Blog dedicated primarily to randomly selected news items; comments reflecting personal perceptions

Sunday, July 28, 2013

An Impact Melt Crater You'll Flip For

I love illusions, and one of my favorites is the “dome/crater” illusion. It’s pretty simple, actually: a depression in the ground, like a crater, looks like a dome when you flip it. Our brains like to interpret lighting as coming from the top of a picture (we evolved to see our landscape lit from above from the Sun), so when a crater is actually lit from below, it looks like a dome.

I run across this illusion so much when I look at pictures of the lunar landscape I don’t even hesitate to flip the image over when I sense something’s amiss. Like this one:

The impact crater Schiaparelli-E on the Moon.
The impact crater Schiaparelli-E on the Moon. Click to enlunenate.
Photo by NASA/GSFC/Arizona State University

This is a shot of the crater Schiaparelli-E taken by the Lunar Reconnaissance Orbiter. It shows the central floor of the crater, surrounded by the rim (which is not completely framed; you can see the edge of the rim to the upper left).

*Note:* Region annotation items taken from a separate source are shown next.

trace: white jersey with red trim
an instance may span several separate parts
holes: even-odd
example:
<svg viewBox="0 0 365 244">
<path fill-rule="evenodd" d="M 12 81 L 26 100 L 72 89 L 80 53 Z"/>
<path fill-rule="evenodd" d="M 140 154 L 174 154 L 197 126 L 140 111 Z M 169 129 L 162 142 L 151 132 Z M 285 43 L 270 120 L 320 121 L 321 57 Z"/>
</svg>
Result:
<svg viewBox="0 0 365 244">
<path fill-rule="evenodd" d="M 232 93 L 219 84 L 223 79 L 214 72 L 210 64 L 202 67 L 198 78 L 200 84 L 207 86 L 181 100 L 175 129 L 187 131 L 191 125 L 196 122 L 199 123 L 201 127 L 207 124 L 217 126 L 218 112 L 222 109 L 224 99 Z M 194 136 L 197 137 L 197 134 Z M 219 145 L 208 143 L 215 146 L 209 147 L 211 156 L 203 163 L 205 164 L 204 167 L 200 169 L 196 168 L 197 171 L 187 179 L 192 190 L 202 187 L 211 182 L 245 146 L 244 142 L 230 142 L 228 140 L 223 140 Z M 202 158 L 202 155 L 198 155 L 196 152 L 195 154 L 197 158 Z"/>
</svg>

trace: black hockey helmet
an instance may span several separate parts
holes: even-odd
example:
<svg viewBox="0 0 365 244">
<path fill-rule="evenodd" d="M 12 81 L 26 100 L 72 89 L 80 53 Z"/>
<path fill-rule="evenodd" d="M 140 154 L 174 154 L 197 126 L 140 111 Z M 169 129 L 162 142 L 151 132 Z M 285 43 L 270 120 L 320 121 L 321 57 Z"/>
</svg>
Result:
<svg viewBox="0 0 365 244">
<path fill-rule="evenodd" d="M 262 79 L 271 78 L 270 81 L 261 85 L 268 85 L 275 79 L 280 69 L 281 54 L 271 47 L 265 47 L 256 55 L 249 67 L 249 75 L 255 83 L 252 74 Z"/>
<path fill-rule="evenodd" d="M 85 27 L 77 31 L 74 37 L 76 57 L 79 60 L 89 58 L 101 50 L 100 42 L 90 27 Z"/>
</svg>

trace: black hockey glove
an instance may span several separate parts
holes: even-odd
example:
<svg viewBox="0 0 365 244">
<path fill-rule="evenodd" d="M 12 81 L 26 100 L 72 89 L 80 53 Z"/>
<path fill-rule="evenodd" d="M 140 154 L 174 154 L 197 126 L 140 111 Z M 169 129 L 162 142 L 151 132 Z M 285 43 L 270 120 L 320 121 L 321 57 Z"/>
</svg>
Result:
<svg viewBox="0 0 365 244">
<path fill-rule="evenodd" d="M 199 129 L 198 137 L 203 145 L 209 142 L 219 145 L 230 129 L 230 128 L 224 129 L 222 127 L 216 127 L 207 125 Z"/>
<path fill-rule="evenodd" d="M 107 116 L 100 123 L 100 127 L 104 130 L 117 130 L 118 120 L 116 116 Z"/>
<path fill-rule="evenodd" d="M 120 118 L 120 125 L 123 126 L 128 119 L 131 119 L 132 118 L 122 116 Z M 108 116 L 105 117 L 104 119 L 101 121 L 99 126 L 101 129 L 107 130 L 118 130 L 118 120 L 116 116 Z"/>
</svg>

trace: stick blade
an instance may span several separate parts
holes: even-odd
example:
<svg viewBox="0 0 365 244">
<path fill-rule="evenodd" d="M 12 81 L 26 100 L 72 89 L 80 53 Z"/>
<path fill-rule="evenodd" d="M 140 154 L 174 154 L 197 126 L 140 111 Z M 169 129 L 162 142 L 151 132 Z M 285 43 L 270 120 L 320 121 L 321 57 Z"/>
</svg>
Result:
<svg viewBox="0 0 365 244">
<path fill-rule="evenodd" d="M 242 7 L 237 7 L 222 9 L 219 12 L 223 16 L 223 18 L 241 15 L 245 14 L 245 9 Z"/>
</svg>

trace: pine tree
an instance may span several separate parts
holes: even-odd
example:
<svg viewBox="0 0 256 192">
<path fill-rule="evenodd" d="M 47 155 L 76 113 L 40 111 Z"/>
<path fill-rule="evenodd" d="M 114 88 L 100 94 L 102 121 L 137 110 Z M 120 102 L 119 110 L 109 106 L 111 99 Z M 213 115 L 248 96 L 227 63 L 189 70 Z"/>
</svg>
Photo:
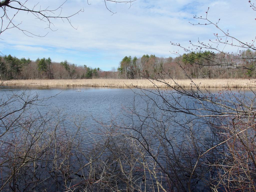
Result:
<svg viewBox="0 0 256 192">
<path fill-rule="evenodd" d="M 70 72 L 70 68 L 69 67 L 69 64 L 66 60 L 65 60 L 64 61 L 60 62 L 60 65 L 63 66 L 65 69 L 69 72 Z"/>
<path fill-rule="evenodd" d="M 37 63 L 38 70 L 43 72 L 46 72 L 47 71 L 47 65 L 46 60 L 46 59 L 44 57 L 39 60 Z"/>
</svg>

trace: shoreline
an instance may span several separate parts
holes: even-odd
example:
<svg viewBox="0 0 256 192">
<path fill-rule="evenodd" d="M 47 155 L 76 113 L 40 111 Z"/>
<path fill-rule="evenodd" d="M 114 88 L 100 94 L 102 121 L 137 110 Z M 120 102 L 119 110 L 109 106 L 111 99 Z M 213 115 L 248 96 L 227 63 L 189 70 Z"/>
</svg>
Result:
<svg viewBox="0 0 256 192">
<path fill-rule="evenodd" d="M 173 81 L 165 80 L 169 84 L 174 86 Z M 201 88 L 255 88 L 256 79 L 195 79 L 193 82 Z M 190 79 L 175 80 L 182 87 L 191 87 Z M 168 87 L 162 83 L 155 81 L 152 83 L 147 79 L 35 79 L 13 80 L 4 82 L 2 86 L 35 86 L 41 87 L 109 87 L 153 88 L 157 86 L 159 88 Z M 155 85 L 154 85 L 154 84 Z M 195 87 L 192 85 L 192 87 Z"/>
</svg>

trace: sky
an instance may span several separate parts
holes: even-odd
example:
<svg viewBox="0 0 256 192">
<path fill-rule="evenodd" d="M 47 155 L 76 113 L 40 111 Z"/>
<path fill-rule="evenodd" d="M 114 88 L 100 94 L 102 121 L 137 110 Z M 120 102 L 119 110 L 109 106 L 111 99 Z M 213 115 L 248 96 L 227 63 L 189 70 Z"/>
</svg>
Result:
<svg viewBox="0 0 256 192">
<path fill-rule="evenodd" d="M 64 1 L 42 0 L 38 4 L 37 1 L 34 9 L 54 9 Z M 25 5 L 32 9 L 36 2 L 28 0 Z M 228 29 L 230 35 L 245 42 L 255 38 L 252 32 L 256 31 L 255 12 L 247 0 L 136 0 L 131 6 L 107 2 L 108 8 L 116 12 L 113 14 L 104 0 L 88 0 L 88 3 L 87 0 L 68 0 L 61 6 L 61 13 L 59 9 L 51 16 L 69 16 L 81 9 L 83 12 L 71 17 L 72 26 L 66 20 L 51 19 L 51 30 L 47 22 L 31 14 L 20 11 L 16 14 L 8 9 L 8 16 L 15 14 L 13 22 L 20 24 L 20 28 L 46 35 L 31 37 L 17 29 L 8 29 L 1 35 L 0 51 L 34 60 L 49 57 L 56 62 L 67 60 L 71 64 L 104 70 L 117 68 L 125 56 L 174 57 L 174 53 L 183 51 L 170 41 L 188 47 L 190 40 L 195 44 L 199 39 L 208 42 L 214 38 L 214 33 L 219 33 L 213 26 L 189 23 L 198 23 L 193 16 L 205 16 L 208 7 L 208 18 L 213 23 L 220 18 L 218 25 L 223 30 Z M 4 27 L 7 23 L 4 21 Z M 235 51 L 234 48 L 225 47 L 225 50 Z"/>
</svg>

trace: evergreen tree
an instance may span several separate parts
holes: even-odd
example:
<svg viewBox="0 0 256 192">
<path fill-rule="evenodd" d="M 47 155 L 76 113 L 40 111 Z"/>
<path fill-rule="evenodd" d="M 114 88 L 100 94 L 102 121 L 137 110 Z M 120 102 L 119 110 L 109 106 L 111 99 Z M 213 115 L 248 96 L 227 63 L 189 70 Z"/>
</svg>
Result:
<svg viewBox="0 0 256 192">
<path fill-rule="evenodd" d="M 46 72 L 47 71 L 47 64 L 46 59 L 44 57 L 41 59 L 37 63 L 38 69 L 43 72 Z"/>
<path fill-rule="evenodd" d="M 93 78 L 95 78 L 98 76 L 98 73 L 97 73 L 97 69 L 95 68 L 92 70 L 93 77 Z"/>
<path fill-rule="evenodd" d="M 87 72 L 86 75 L 86 78 L 87 79 L 91 79 L 92 78 L 92 69 L 90 67 L 87 67 Z"/>
<path fill-rule="evenodd" d="M 69 72 L 70 72 L 70 67 L 69 67 L 69 64 L 66 60 L 65 60 L 64 61 L 60 62 L 60 65 L 64 66 L 65 69 Z"/>
</svg>

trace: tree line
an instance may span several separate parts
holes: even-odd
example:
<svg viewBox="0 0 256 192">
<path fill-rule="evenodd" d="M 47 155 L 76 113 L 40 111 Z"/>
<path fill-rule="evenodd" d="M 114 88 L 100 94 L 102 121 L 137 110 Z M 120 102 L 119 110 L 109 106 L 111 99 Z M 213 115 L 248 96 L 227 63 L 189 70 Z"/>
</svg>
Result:
<svg viewBox="0 0 256 192">
<path fill-rule="evenodd" d="M 0 57 L 0 76 L 3 80 L 91 79 L 99 78 L 102 71 L 98 67 L 78 66 L 67 60 L 53 62 L 49 57 L 34 61 L 9 55 Z"/>
<path fill-rule="evenodd" d="M 71 64 L 67 60 L 57 62 L 44 57 L 34 61 L 9 55 L 0 57 L 0 76 L 3 80 L 134 79 L 169 76 L 176 79 L 252 78 L 256 78 L 256 72 L 251 69 L 255 65 L 251 61 L 255 56 L 256 51 L 249 49 L 236 55 L 205 51 L 190 51 L 174 58 L 147 54 L 138 58 L 125 56 L 117 69 L 106 71 L 99 67 Z M 225 62 L 227 60 L 229 62 Z M 223 63 L 217 63 L 220 61 Z"/>
</svg>

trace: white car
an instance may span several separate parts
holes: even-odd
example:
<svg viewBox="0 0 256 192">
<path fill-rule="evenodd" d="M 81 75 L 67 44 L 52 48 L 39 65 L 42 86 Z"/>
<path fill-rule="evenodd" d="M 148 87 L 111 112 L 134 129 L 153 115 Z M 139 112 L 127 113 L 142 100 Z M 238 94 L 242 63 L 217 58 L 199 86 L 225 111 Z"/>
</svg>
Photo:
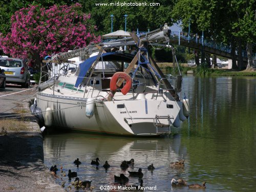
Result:
<svg viewBox="0 0 256 192">
<path fill-rule="evenodd" d="M 6 83 L 21 84 L 28 88 L 30 73 L 23 60 L 17 58 L 0 57 L 0 68 L 5 70 Z"/>
</svg>

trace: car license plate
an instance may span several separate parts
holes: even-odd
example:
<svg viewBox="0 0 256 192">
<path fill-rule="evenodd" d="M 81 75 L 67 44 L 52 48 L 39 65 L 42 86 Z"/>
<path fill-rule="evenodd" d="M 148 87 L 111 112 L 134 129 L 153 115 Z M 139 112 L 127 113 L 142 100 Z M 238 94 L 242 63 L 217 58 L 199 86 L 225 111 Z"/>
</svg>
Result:
<svg viewBox="0 0 256 192">
<path fill-rule="evenodd" d="M 13 71 L 5 71 L 5 73 L 8 75 L 13 75 Z"/>
</svg>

The weirdly-shaped stuff in the middle looks like a series of pits to my eye, and I knew that couldn’t be right. Craters usually have raised features in the floor! So I flipped it over, and voilà:

lro_impactmelt_inverted
Ah, that’s better! Now you can see those features really are raised lumpy hills.

So what’s going on here? The crater still looks weird.

This is an example of what’s called “impact melt”, when an asteroid or comet slams into the surface with so much energy it melts the material around it. That happens every time with a big impact, but in this case the molten material pooled around the bottom of the crater floor, filling it partway. Hills or mountains are common in bigger impacts, as the rock pushed out from the impact flows back in, a bit like the way a drop of milk splashed into a glass causes a rebound drop to shoot back up.

So after the hills formed, more molten material filled the crater, giving it a smooth, flat floor that is higher than it would have been without the melting. The hills poke out of it, giving it that weird look. Later, rocks and boulders rolled down the inside rim wall, many stopping at the floor boundary while some managed to make their way further in. You can easily see hundred of such boulders in this wonderful high-resolution image.

It's funny. The original Moon Illusion—the Moon looking huge on the horizon but smaller when overhead—is due to your brain misinterpreting the shape of the sky and the apparent size of the Moon, and supposedly can be overcome by standing on your head. The same is true for this other Moon illusion, too!

Pictures don’t generally lie, but our brains do, all the time. Which is why we skeptics have a pair of sayings: Seeing isn't always be believing, and what you see is not always what you get.